- From: Nathan <nathan@webr3.org>
- Date: Fri, 05 Nov 2010 12:57:16 +0000
- To: Dave Reynolds <dave.e.reynolds@gmail.com>
- CC: Norman Gray <norman@astro.gla.ac.uk>, Linked Data community <public-lod@w3.org>, Ian Davis <me@iandavis.com>
Nathan wrote: > Dave Reynolds wrote: >> On Fri, 2010-11-05 at 12:11 +0000, Norman Gray wrote: >>> Greetings, >>> >>> On 2010 Nov 4, at 13:22, Ian Davis wrote: >>> >>>> http://iand.posterous.com/is-303-really-necessary >>> I haven't been aware of the following formulation of Ian's >>> problem+solution in the thread so far.

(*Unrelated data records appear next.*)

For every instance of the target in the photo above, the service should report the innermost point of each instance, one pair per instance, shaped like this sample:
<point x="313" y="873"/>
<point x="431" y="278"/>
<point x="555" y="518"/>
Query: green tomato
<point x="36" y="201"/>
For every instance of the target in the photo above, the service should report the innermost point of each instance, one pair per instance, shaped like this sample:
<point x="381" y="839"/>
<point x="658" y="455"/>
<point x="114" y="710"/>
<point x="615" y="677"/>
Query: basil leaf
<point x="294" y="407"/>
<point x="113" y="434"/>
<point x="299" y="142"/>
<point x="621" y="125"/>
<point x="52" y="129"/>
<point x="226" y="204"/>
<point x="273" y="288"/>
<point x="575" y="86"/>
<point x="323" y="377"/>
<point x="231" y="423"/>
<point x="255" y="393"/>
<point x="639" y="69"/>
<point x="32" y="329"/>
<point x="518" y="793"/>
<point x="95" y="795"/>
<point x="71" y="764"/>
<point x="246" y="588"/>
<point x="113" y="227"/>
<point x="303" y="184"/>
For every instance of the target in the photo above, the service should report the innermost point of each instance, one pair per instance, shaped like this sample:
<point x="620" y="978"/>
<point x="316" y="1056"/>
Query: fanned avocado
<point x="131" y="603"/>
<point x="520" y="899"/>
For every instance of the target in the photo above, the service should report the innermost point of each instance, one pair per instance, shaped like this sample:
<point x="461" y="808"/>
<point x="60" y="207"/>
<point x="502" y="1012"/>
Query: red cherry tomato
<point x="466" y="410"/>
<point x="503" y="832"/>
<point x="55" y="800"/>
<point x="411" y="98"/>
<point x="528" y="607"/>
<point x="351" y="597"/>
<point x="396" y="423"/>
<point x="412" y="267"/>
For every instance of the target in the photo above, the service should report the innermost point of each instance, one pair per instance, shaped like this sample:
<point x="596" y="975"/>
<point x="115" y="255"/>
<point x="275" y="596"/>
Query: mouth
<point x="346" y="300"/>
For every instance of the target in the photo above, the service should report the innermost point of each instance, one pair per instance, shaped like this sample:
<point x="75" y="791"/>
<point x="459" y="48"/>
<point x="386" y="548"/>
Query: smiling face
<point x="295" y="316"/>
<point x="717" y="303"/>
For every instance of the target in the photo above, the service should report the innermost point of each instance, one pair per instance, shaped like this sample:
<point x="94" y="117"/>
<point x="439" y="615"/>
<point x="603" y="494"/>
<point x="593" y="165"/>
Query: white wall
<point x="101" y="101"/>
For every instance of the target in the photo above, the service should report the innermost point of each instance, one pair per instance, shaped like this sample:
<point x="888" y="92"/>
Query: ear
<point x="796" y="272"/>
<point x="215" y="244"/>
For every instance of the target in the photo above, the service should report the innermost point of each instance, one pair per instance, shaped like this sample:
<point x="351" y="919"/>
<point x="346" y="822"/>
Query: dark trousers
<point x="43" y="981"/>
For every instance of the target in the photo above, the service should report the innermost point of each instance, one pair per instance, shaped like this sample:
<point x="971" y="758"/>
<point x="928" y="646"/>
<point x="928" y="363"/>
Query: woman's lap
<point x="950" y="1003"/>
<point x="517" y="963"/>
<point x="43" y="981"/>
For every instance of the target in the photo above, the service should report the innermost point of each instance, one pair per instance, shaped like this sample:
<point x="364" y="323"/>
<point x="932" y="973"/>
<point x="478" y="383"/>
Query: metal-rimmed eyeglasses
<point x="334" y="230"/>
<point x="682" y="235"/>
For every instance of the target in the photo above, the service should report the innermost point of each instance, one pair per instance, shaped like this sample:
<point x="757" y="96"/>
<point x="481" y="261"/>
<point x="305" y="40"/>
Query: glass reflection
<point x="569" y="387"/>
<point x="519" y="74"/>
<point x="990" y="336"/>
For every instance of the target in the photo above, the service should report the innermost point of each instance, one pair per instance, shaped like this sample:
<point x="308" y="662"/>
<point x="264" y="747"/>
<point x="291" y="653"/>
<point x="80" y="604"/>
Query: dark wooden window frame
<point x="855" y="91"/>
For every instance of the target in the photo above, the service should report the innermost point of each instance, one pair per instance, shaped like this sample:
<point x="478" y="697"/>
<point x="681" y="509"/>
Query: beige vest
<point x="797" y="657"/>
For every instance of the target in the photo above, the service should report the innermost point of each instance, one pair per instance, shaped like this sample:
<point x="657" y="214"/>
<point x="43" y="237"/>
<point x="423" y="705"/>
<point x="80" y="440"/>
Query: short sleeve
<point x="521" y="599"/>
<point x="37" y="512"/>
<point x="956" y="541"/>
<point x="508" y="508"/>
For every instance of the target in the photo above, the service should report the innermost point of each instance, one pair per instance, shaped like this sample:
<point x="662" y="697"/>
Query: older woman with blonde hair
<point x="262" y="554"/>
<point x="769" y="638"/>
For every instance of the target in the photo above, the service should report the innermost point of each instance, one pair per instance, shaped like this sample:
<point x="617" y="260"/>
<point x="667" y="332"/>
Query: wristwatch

Apologies if I've missed it, >>> or if (as I guess) it's deducible from someone's longer post. >>> >>> vvvv >>> httpRange-14 requires that a URI with a 200 response MUST be an IR; a >>> URI with a 303 MAY be a NIR. >>> >>> Ian is (effectively) suggesting that a URI with a 200 response MAY be >>> an IR, in the sense that it is defeasibly taken to be an IR, unless >>> this is contradicted by a self-referring statement within the RDF >>> obtained from the URI. >>> ^^^^ >>> >>> Is that about right? That fits in with Harry's remarks about IRW, >>> and the general suspicion of deriving important semantics from the >>> details of the HTTP transaction. Here, the only semantics derivable >>> from the transaction is defeasible. In the absence of RDF, this is >>> equivalent to the httpRange-14 finding, so might require only >>> adjustment, rather than replacement, of httpRange-14. >> >> Very nice. That seems like an accurate and very helpful way of looking >> at Ian's proposal. > > The other way of looking at it, is that the once clear message of: > > Don't use /slash URIs for things, use fragments, and if you flat out > refuse to do this then at least use the 303 to keep distinct names > > has been totally lost. > > The advice is not that /slash URIs are okay and use them if you like, > it's that they're not ok and you should be using #fragments. Don't dress > the TAG finding up in other words to make it seem more favourable than > it actually is. > > I think this needs to be made clear for all those who don't realise. missed a bit.. "200-means-web-page", not: 200 might mean, you can think it may mean, may be an IR.